These include binding reduction targets, improved data, food use hierarchy, legal certainty for rescuer organisations and more appreciation for food.
Both organisation have called for an end to food waste in light of the worsening food crisis ahead of the third International Day against Food Waste on 29 September.
DUH also noted that the German government's approach of relying on voluntary commitments by the industry has failed and urged the minister of agriculture, Cem Özdemir, to ensure that all players in the chain pledge to reduced food waste.
Sascha Mueller-Kraenner, national managing director of the DUH, commented, "Food waste is expensive, environmentally and climatically harmful [...]. Nevertheless, the new German government has not yet initiated a turnaround to save edible food.
"Back in 2012, it committed to halving waste.

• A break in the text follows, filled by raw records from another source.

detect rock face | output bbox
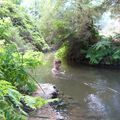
[33,83,59,99]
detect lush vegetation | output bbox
[0,0,120,120]
[0,0,48,51]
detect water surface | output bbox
[34,54,120,120]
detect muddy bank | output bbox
[28,83,64,120]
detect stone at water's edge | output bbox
[28,83,64,120]
[33,83,58,99]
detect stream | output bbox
[34,53,120,120]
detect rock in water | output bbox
[33,83,58,99]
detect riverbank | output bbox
[28,83,64,120]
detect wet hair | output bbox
[54,60,61,64]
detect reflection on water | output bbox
[35,54,120,120]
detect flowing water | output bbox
[35,54,120,120]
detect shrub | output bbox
[0,45,42,93]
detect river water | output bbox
[34,54,120,120]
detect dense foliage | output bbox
[0,41,47,120]
[0,80,47,120]
[0,0,48,51]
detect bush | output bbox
[0,80,47,120]
[86,38,120,64]
[0,45,45,93]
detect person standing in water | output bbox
[52,60,65,75]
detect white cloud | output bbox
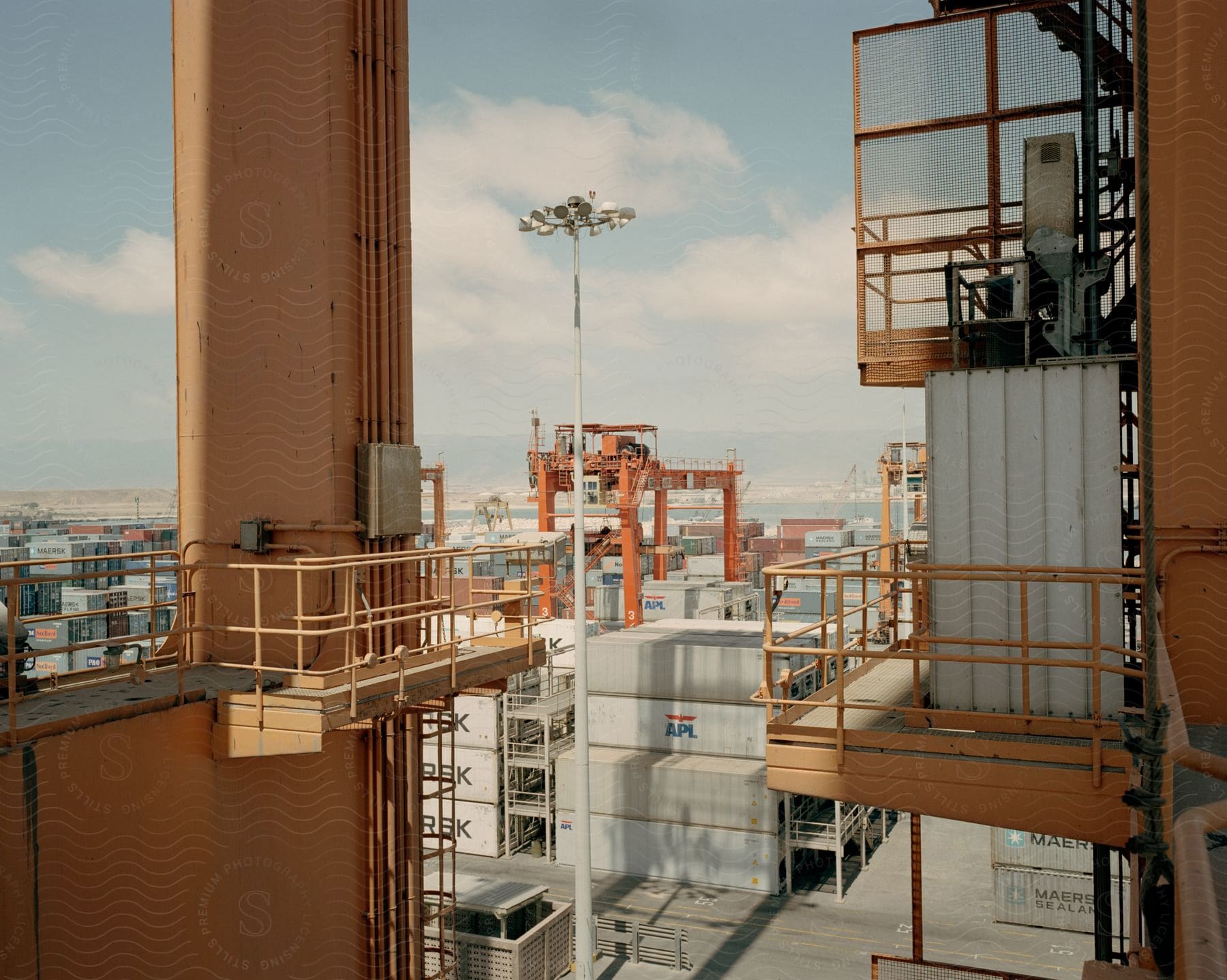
[14,228,175,314]
[0,299,27,340]
[412,95,873,446]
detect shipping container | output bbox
[686,554,724,579]
[851,523,882,548]
[555,747,783,833]
[554,810,783,894]
[29,654,72,677]
[804,530,853,549]
[989,827,1092,874]
[422,746,503,803]
[60,589,107,612]
[592,585,623,622]
[588,620,813,704]
[925,362,1124,718]
[588,692,767,759]
[427,694,503,750]
[641,579,699,623]
[422,799,503,857]
[993,866,1129,932]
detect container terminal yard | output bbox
[0,0,1227,980]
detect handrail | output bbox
[0,548,194,744]
[1155,586,1227,980]
[751,551,1145,786]
[0,542,552,744]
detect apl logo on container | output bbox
[665,715,698,738]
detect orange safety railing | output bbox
[0,543,552,744]
[1156,598,1227,980]
[187,545,552,724]
[0,549,187,744]
[753,542,1145,786]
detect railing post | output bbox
[860,551,868,658]
[3,566,16,746]
[1091,578,1103,788]
[1018,572,1031,724]
[763,572,776,721]
[252,560,264,731]
[294,566,303,673]
[822,572,844,767]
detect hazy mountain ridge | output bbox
[0,429,898,491]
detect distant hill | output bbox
[0,429,898,491]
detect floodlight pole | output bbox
[572,208,595,980]
[520,198,635,980]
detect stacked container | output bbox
[990,827,1120,932]
[555,619,834,894]
[422,693,503,857]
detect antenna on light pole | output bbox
[520,190,635,980]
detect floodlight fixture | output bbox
[520,192,635,980]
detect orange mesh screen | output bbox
[853,3,1080,386]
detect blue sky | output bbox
[0,0,930,487]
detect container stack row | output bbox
[556,619,834,893]
[990,827,1125,932]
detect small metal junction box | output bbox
[356,443,422,537]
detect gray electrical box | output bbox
[356,443,422,537]
[1022,132,1077,247]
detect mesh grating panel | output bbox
[871,953,1037,980]
[853,0,1132,386]
[997,3,1082,109]
[858,126,988,244]
[858,20,984,129]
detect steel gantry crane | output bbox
[528,425,745,627]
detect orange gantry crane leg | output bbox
[617,457,643,627]
[652,489,669,579]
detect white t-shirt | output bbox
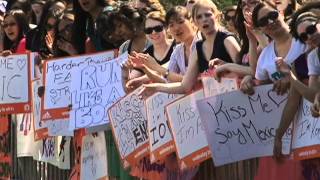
[255,38,307,81]
[308,48,320,76]
[168,35,199,75]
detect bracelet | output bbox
[163,69,169,79]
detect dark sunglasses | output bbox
[224,15,235,21]
[299,22,317,42]
[257,11,279,27]
[187,0,196,4]
[46,24,55,31]
[2,22,17,28]
[144,25,163,34]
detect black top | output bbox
[144,41,176,65]
[196,31,233,73]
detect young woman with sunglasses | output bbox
[2,10,29,55]
[144,0,240,93]
[274,2,320,159]
[241,2,306,94]
[241,2,306,180]
[126,11,175,89]
[132,6,198,83]
[223,6,238,35]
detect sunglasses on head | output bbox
[224,15,235,21]
[2,22,17,28]
[258,11,279,27]
[187,0,196,4]
[144,25,163,34]
[299,22,318,42]
[46,24,55,31]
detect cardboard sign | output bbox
[292,99,320,160]
[145,93,182,163]
[32,79,48,141]
[80,132,108,180]
[201,77,238,97]
[69,52,128,130]
[34,136,71,169]
[41,51,116,120]
[45,119,73,136]
[0,54,31,114]
[30,52,41,81]
[166,89,211,169]
[108,87,149,166]
[14,114,35,157]
[0,115,12,179]
[197,85,291,166]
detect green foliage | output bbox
[160,0,237,9]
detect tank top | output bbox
[196,31,233,73]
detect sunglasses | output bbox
[224,15,235,21]
[257,11,279,27]
[144,25,163,34]
[187,0,196,4]
[46,24,55,31]
[2,22,17,28]
[299,23,317,42]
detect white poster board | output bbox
[145,93,182,163]
[108,87,149,166]
[14,113,35,157]
[197,85,291,166]
[166,89,211,169]
[69,52,128,130]
[0,54,31,114]
[32,79,48,140]
[80,132,108,180]
[292,99,320,160]
[41,51,115,120]
[45,119,73,136]
[33,136,71,169]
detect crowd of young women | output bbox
[0,0,320,179]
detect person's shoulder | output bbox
[308,48,319,61]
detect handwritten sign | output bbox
[32,79,48,140]
[0,115,12,179]
[108,87,149,166]
[166,89,211,169]
[30,52,41,81]
[46,119,73,136]
[80,132,108,180]
[34,136,70,169]
[197,85,291,166]
[41,51,115,120]
[13,113,34,157]
[145,93,182,163]
[0,54,31,114]
[201,77,238,97]
[292,99,320,160]
[69,52,128,130]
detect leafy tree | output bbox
[161,0,237,9]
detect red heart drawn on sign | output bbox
[17,59,26,71]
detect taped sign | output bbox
[108,87,149,165]
[41,51,116,120]
[0,54,31,114]
[197,85,291,166]
[69,52,128,130]
[146,93,182,163]
[292,99,320,160]
[166,89,211,169]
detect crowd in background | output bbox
[0,0,320,179]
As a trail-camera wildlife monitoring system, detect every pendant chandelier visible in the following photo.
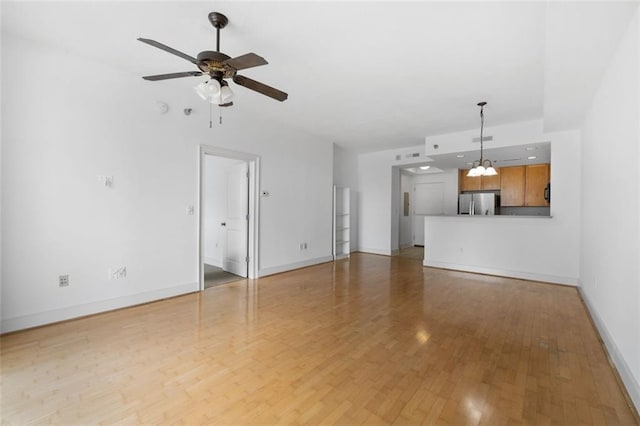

Ten years later, it still can't show any progress: Instead of legally obligating supermarket chains and food companies to save food, the focus continues to be on consumers."
Franziska Lienert, responsible for strategic impact projects and partnerships at Too Good To Go, believes that food waste has diverse causes, and solutions should be the same way.
Lienert added the formulation of solution models is only possible on the basis of current, comprehensive and meaningful data and urged the government to improve the data situation as the German government has pledged to reduce food waste by half by 2030 in line with the United Nations Sustainable Development Goals.
Hanna Legleitner, business guide of Restlos Glücklich registered association, said, "Food must finally experience more appreciation. A change in diet will not succeed without increased nutrition education.
"The topic must be included in the educational plans for day care centres and in the curricula for schools and in the training and study regulations of the relevant professional groups."